June 13 (Bloomberg) -- The biggest challenge facing Indian clean-energy projects is the high cost of finance, according to a wind-farm developer founded by General Electric Co.’s former regional chief.
Tax-free bonds, credit enhancements and partial loan guarantees are among the options that India’s new government needs to consider to deliver on targets to double renewable capacity to 55 gigawatts by 2017, said Tejpreet Chopra, chief executive officer of Bharat Light & Power Pvt.
Borrowing costs of about 13 percent “make any infrastructure project difficult,” said Chopra, who left his role at GE in 2010 to start the developer based in Gurgaon, near New Delhi. “We need to be a little more creative to attract the capital we need.”
Prime Minister Narendra Modi, who swept to power on May 16, has pledged a clean-energy revolution to end blackouts. An obstacle to that is the highest interest rates among Asia’s biggest economies, which have prompted India’s worst lending slowdown since 2009.
Bharat Light, which is backed by Draper Fisher Jurvetson, will need to raise about $800 million to fund plans to quadruple its capacity to about 800 megawatts over the next few years, said Chopra. “The good thing is sentiment is getting much, much better,” with the new government.
Funding renewable projects with government-backed green bonds could lower the cost of clean power by as much as 25 percent, according to an April report by the Indian School of Business and San Francisco-based Climate Policy Initiative, which calculated that high interest rates add as much as 32 percent to the cost of clean power in the nation.
Developers such as Bharat Light and Morgan Stanley-backed Continuum Wind Energy Pte. are maximizing the amount of power generated by wind farms by doing away with a system under which turbine makers built and operated projects for investors. Chopra estimates about 15 of India’s 21 gigawatts of wind capacity was built for investors buying projects to claim accelerated- depreciation benefits.

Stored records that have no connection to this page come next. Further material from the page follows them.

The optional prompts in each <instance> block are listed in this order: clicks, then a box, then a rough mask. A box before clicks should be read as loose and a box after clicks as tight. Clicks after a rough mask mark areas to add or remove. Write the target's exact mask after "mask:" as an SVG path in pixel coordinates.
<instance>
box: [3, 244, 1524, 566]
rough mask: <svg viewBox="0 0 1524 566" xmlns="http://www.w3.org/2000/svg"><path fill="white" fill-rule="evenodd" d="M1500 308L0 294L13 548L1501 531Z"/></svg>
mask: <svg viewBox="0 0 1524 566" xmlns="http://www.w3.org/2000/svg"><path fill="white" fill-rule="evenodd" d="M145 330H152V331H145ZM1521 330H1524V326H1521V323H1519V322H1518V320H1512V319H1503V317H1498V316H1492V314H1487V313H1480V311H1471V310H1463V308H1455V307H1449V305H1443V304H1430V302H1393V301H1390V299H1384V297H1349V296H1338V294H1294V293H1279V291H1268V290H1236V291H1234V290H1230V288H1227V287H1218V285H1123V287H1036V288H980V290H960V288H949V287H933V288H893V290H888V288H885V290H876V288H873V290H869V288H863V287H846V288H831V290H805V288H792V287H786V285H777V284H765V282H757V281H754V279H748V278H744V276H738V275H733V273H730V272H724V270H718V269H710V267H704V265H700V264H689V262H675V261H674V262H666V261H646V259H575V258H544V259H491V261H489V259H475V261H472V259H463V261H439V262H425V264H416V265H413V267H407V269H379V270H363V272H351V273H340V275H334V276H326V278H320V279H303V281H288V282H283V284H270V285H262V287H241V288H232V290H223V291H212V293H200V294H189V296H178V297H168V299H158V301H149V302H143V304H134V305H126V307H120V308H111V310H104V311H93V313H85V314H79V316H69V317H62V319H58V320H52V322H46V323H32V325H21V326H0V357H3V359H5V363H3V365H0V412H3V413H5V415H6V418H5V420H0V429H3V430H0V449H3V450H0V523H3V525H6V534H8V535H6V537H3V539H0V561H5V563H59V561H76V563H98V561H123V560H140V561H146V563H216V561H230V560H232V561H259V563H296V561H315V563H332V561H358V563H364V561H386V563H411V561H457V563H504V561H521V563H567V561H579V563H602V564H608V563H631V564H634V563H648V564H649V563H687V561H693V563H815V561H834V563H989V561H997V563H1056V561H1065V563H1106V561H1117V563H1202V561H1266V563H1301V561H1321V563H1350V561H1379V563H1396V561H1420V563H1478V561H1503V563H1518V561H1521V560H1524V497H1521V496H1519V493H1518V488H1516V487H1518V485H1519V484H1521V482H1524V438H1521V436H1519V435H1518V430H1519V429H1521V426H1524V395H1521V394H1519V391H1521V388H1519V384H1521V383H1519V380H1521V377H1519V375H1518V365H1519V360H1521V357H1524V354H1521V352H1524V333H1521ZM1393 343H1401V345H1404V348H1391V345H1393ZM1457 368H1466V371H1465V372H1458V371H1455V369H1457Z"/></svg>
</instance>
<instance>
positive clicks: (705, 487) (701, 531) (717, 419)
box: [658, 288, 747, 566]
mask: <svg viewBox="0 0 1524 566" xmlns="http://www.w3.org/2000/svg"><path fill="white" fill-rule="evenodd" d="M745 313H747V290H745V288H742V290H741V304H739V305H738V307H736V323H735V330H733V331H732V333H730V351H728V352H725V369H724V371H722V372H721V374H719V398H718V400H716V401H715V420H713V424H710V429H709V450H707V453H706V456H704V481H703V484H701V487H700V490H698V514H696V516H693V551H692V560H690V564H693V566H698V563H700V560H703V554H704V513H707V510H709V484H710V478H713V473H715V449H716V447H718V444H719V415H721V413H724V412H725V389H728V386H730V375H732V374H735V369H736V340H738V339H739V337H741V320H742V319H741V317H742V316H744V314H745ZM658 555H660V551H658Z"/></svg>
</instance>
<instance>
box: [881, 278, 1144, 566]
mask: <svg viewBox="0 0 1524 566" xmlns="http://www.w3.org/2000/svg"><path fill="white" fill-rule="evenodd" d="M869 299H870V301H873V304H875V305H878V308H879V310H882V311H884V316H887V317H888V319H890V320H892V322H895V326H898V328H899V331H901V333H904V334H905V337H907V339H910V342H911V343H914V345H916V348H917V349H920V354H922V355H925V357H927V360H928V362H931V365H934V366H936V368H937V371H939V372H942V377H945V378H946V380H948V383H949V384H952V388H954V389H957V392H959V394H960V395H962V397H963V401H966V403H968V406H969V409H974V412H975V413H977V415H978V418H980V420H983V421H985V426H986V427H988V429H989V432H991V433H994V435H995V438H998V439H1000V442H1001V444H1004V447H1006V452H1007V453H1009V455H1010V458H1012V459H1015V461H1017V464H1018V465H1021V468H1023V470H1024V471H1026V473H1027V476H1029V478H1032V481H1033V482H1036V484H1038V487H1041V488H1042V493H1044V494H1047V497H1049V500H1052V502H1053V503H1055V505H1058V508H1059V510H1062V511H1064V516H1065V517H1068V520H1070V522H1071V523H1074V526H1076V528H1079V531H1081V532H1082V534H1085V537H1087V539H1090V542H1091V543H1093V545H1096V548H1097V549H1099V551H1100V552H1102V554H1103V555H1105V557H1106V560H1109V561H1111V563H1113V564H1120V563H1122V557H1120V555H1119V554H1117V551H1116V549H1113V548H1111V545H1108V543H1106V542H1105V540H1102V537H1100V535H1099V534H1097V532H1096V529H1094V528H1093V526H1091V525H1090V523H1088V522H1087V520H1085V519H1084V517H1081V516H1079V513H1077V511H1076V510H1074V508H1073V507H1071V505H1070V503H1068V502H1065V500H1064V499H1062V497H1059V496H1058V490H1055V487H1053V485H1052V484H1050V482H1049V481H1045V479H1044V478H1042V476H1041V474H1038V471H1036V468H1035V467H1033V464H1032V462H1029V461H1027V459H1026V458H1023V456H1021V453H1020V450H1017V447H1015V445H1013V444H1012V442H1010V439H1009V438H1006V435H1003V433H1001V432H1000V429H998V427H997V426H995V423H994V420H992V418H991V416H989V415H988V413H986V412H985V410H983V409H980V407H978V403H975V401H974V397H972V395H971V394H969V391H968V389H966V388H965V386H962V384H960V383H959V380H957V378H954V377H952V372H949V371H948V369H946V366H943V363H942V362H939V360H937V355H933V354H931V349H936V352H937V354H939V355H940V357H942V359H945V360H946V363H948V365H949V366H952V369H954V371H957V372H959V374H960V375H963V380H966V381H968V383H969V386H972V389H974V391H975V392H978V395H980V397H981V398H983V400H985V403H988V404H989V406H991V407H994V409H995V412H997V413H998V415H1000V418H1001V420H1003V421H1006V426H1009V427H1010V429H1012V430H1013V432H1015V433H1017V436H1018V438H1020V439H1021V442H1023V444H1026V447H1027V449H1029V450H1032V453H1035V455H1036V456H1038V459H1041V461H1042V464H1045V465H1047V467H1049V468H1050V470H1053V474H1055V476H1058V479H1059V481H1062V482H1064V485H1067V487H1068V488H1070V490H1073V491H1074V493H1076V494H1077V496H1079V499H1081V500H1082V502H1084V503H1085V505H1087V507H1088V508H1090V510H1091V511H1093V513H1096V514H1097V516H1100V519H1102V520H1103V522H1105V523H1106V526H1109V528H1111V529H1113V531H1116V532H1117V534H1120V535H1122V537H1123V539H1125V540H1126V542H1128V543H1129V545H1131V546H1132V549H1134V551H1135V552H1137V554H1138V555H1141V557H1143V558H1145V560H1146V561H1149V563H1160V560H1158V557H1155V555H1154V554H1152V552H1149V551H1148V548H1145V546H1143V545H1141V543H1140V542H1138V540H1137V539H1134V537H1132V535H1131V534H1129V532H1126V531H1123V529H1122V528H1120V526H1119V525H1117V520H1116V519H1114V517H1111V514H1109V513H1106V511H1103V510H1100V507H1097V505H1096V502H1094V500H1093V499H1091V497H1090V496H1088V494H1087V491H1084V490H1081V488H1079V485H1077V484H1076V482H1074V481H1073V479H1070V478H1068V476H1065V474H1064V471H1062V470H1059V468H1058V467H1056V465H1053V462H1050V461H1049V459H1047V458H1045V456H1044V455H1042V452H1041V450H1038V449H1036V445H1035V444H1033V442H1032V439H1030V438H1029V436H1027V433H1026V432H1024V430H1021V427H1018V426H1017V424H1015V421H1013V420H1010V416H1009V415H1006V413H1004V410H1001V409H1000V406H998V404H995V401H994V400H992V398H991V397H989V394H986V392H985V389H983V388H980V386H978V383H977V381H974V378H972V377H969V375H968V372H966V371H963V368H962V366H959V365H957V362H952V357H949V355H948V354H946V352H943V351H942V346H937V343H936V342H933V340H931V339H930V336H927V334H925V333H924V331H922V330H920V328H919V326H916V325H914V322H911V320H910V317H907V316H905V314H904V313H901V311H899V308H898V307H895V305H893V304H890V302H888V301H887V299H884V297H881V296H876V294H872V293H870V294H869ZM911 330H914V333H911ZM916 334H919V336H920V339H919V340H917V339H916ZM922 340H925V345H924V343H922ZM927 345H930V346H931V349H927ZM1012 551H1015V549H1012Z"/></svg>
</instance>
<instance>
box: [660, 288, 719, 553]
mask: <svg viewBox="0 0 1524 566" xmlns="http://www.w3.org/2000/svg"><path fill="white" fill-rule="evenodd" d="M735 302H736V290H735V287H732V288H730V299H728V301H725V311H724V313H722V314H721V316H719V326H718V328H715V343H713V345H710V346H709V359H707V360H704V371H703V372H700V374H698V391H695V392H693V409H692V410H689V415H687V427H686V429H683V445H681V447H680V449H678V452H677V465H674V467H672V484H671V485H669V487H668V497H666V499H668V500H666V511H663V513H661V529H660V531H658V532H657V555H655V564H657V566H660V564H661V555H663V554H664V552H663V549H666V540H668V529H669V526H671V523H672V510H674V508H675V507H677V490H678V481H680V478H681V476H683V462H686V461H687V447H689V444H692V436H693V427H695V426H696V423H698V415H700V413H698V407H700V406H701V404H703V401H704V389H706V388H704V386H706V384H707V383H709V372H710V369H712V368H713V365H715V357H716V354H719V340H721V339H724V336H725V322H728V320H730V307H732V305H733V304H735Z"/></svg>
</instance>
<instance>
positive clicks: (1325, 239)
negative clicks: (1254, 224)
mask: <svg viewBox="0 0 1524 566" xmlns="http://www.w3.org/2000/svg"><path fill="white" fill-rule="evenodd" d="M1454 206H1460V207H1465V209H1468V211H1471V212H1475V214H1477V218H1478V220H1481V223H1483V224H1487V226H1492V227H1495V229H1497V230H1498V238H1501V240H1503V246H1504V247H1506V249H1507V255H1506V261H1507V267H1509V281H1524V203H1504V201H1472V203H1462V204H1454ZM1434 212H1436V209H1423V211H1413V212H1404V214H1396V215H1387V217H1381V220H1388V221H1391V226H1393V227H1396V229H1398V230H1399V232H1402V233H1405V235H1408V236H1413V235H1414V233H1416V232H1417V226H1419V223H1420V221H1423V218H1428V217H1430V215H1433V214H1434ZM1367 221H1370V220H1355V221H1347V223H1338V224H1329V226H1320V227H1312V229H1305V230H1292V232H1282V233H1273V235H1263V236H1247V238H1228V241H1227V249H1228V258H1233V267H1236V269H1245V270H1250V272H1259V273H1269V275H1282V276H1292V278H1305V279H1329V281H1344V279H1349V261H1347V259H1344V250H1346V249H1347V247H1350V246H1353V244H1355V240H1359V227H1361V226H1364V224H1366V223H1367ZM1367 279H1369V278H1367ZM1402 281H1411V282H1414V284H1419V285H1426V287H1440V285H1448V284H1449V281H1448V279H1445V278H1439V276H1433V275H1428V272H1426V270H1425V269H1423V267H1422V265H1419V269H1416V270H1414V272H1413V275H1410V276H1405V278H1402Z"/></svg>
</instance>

“Generally, most of the plants built to claim tax benefits are running sub-optimally,” Chopra said. “You can improve the efficiencies a fair bit.”
Bharat Light bought one of India’s largest wind farms from indebted property developer DLF Ltd. last year. It has been able to reduce turbine downtime by as much as nine percent thanks to a system set up with International Business Machines Corp. that collects machine data to predict failures.
The system is also allowing Bharat Light to forecast power generation, he said. The Central Electricity Regulatory Commission last year ordered wind farms to start predicting their day-ahead output within a 30 percent band and plans to fine those who can’t comply. Developers including Tata Power Co. and Goldman Sachs Group Inc.’s ReNew Wind Power Pvt. have protested, saying that’s impossible and that fines would wipe out profits in an industry that has drawn about $10 billion of investment 2011.
“What the government is asking for is very fair,” Chopra said. “We’re already beating it internally.”